E in quella luce fragile e potente insieme, la musica ha fatto il resto. Ha raccontato il dolore, senza nasconderlo. Ha accarezzato la rabbia, senza alimentarla. Ha indicato una strada, senza imporla. Perché quel pianoforte, lì, non era solo uno strumento. Era voce. Era ponte. Era un modo per dire che la violenza non può essere l’ultima parola. E allora succede qualcosa. Succede che la piazza diventa comunità. Succede che il ricordo smette di essere solo nostalgia e diventa responsabilità. Succede che, per un attimo, il dolore si trasforma in qualcosa che somiglia alla speranza. Non una speranza ingenua. Ma una speranza ostinata. Quella che nasce quando si sceglie, insieme, di non dimenticare.
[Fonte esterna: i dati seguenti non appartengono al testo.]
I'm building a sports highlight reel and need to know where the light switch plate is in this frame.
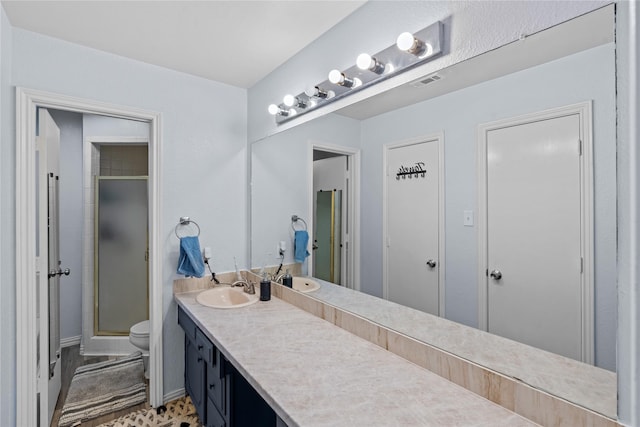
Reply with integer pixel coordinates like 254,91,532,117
464,211,473,227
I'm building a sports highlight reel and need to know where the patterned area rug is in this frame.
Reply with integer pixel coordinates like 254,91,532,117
98,396,202,427
58,352,147,427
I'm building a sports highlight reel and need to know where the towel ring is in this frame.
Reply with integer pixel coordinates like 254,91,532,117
291,215,307,232
174,216,200,239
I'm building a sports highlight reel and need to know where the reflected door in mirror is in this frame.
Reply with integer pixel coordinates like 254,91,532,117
313,190,342,284
486,114,582,360
386,140,441,315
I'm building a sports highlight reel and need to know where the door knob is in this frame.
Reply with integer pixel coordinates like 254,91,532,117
49,268,71,279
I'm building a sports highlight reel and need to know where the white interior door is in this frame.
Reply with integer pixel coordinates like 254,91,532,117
481,114,583,360
385,139,443,315
36,108,62,425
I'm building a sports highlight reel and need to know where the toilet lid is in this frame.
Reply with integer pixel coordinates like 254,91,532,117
130,320,149,335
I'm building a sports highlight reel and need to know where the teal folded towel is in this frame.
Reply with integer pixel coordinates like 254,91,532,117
293,230,309,262
178,236,204,277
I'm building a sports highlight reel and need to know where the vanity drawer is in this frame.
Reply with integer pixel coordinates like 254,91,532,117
207,351,228,414
178,307,197,341
207,399,227,427
195,329,216,365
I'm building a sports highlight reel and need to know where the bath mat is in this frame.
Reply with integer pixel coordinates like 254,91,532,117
58,351,147,427
98,396,202,427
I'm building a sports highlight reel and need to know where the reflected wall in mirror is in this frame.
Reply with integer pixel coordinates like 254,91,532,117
252,6,617,418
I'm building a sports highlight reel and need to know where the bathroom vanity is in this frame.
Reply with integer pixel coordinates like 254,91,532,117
178,308,276,427
174,284,536,427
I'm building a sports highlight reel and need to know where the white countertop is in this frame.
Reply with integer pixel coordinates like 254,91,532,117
308,279,617,420
175,291,537,427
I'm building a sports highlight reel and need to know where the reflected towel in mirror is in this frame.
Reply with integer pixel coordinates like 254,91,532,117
293,230,309,262
178,236,204,277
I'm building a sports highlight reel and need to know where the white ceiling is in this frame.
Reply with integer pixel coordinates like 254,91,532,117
2,0,366,88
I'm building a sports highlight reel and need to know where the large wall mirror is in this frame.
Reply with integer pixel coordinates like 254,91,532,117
251,5,617,419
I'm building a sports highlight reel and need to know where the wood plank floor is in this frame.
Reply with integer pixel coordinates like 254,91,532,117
51,344,149,427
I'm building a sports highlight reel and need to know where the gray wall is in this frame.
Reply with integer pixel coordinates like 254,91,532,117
361,44,617,370
248,0,610,141
49,110,84,343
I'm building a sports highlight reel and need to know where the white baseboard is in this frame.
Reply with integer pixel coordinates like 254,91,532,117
162,387,187,403
60,335,82,348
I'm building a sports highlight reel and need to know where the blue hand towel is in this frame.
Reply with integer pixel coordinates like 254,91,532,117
293,230,309,262
178,236,204,277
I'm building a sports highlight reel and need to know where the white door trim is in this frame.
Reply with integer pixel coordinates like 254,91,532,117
476,101,595,364
16,87,163,426
307,141,360,291
382,132,446,317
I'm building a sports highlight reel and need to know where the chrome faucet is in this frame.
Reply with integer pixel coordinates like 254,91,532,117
231,280,256,295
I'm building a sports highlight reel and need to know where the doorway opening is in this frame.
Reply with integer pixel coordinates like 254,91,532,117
16,88,163,426
309,144,360,290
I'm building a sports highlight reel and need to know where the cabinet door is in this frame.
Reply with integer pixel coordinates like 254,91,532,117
231,369,277,427
207,349,228,415
184,338,206,422
206,399,227,427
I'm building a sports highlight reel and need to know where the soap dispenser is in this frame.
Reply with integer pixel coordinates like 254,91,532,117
260,272,271,301
282,268,293,288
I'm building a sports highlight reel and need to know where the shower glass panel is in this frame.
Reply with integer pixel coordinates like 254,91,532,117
94,176,149,335
313,190,342,284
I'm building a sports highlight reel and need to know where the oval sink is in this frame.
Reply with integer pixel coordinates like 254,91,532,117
196,286,258,308
293,277,320,292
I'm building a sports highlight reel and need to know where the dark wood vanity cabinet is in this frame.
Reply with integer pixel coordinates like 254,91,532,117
178,307,277,427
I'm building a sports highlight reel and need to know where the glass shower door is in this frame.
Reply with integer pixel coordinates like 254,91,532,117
313,190,342,284
94,176,149,335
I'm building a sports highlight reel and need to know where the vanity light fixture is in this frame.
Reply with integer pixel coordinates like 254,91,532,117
356,53,391,74
329,70,362,88
396,32,433,58
267,104,289,117
269,21,444,125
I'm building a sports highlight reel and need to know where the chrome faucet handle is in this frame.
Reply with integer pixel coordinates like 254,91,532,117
244,282,256,295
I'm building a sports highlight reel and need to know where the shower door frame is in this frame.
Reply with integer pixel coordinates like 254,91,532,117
16,87,164,426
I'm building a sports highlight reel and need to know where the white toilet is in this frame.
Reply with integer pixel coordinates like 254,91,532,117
129,320,149,379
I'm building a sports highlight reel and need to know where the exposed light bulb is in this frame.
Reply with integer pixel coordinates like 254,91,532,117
329,70,345,85
267,104,280,116
267,104,288,117
356,53,375,70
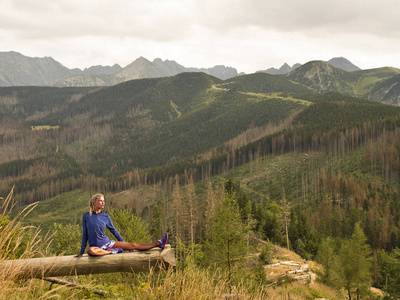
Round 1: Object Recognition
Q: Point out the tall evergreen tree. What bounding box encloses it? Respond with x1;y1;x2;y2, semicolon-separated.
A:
205;186;247;288
337;223;372;300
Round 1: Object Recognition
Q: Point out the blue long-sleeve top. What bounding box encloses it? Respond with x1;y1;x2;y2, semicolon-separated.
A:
80;212;124;254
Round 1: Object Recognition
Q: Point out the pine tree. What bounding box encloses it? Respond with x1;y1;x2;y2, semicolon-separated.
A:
205;185;247;290
337;223;372;300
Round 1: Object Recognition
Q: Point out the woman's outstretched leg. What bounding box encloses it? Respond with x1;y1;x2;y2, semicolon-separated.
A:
87;247;112;256
113;233;168;251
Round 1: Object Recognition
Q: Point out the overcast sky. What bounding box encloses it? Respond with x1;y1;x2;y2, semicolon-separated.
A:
0;0;400;73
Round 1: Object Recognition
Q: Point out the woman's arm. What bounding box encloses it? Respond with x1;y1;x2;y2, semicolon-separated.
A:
107;215;125;242
77;214;88;256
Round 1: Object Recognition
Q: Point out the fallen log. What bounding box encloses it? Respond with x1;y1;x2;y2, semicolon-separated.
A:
0;245;175;278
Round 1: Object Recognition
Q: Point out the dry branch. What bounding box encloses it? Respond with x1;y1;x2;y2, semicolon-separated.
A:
0;245;175;278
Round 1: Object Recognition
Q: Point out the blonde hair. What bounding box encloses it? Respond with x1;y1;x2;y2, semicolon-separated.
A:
89;194;104;215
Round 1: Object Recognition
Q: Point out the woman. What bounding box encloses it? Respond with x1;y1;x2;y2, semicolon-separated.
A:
76;194;168;257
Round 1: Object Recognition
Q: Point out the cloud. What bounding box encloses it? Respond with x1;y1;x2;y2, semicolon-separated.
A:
198;0;400;37
0;0;400;73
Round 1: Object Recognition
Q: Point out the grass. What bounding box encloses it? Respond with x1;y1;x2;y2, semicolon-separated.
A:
31;125;60;130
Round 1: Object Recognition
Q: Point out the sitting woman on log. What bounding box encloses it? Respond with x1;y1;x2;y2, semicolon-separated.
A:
76;194;168;257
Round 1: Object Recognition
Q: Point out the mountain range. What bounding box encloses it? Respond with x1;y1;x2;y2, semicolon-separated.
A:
0;51;372;87
0;52;400;105
0;51;244;87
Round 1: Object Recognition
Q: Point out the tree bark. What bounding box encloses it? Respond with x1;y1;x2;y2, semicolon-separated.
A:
0;245;175;278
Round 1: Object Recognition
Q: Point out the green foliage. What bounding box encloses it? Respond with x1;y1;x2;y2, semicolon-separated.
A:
106;209;152;243
51;223;82;255
318;223;372;299
205;191;247;269
378;248;400;299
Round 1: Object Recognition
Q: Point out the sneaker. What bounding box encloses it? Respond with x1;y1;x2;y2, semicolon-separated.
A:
106;248;124;254
159;233;168;250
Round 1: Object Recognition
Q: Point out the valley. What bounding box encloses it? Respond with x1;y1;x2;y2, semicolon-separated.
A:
0;61;400;299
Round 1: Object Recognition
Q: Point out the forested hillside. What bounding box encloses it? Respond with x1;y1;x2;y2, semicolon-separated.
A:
0;71;400;297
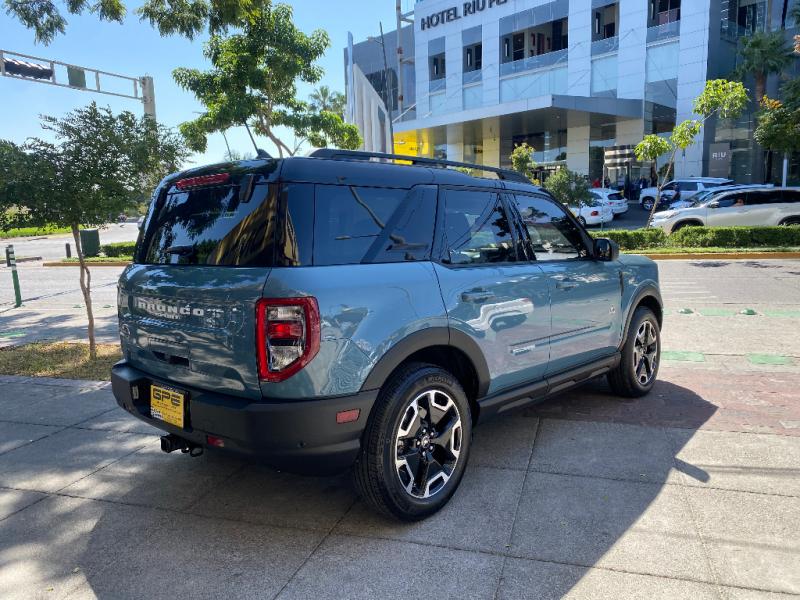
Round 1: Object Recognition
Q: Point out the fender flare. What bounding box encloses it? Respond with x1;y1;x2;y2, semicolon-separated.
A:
361;327;491;398
620;283;664;348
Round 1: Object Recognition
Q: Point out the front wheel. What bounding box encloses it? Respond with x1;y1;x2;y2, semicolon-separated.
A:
608;306;661;398
354;363;472;521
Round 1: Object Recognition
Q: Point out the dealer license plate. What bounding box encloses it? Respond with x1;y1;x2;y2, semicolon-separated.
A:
150;384;186;429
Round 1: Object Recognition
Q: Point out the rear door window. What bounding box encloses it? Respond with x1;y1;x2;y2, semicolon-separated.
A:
314;185;436;265
442;189;517;265
142;184;276;267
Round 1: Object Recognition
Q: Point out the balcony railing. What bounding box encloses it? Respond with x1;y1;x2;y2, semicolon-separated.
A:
592;35;619;56
461;69;482;85
647;21;681;44
500;48;569;77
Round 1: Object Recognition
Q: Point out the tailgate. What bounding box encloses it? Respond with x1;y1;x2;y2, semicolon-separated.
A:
119;265;269;398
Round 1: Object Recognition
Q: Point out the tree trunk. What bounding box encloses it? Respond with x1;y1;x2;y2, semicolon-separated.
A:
72;225;97;360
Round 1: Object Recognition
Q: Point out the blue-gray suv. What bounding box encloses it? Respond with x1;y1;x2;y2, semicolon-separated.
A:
112;150;662;520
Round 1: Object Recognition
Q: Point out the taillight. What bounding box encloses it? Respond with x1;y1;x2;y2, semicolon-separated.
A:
256;298;320;382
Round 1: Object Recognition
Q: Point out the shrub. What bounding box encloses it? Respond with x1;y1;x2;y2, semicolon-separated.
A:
591;228;667;250
100;242;136;257
668;227;800;248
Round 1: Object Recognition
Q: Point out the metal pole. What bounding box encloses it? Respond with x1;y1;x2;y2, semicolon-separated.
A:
378;21;400;154
6;244;22;307
396;0;403;115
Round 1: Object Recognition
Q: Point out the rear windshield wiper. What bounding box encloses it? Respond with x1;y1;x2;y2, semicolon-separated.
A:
166;245;197;256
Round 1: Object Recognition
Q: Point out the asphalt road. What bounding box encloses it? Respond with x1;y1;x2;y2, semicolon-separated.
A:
0;223;139;260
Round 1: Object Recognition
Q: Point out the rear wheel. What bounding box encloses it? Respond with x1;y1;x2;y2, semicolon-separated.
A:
354;363;472;521
608;306;661;398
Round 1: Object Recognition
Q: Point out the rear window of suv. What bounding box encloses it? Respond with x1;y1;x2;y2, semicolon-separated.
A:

Quando l’ultima nota si spegne, nessuno applaude subito. Perché non è un finale. È una continuità. È una promessa silenziosa che resta negli occhi di chi c’era. E forse è proprio lì, in quel momento sospeso tra buio e luce, tra assenza e presenza, che Monreale ha trovato il modo più autentico per ricordare. Non solo con il cuore. Ma con coscienza.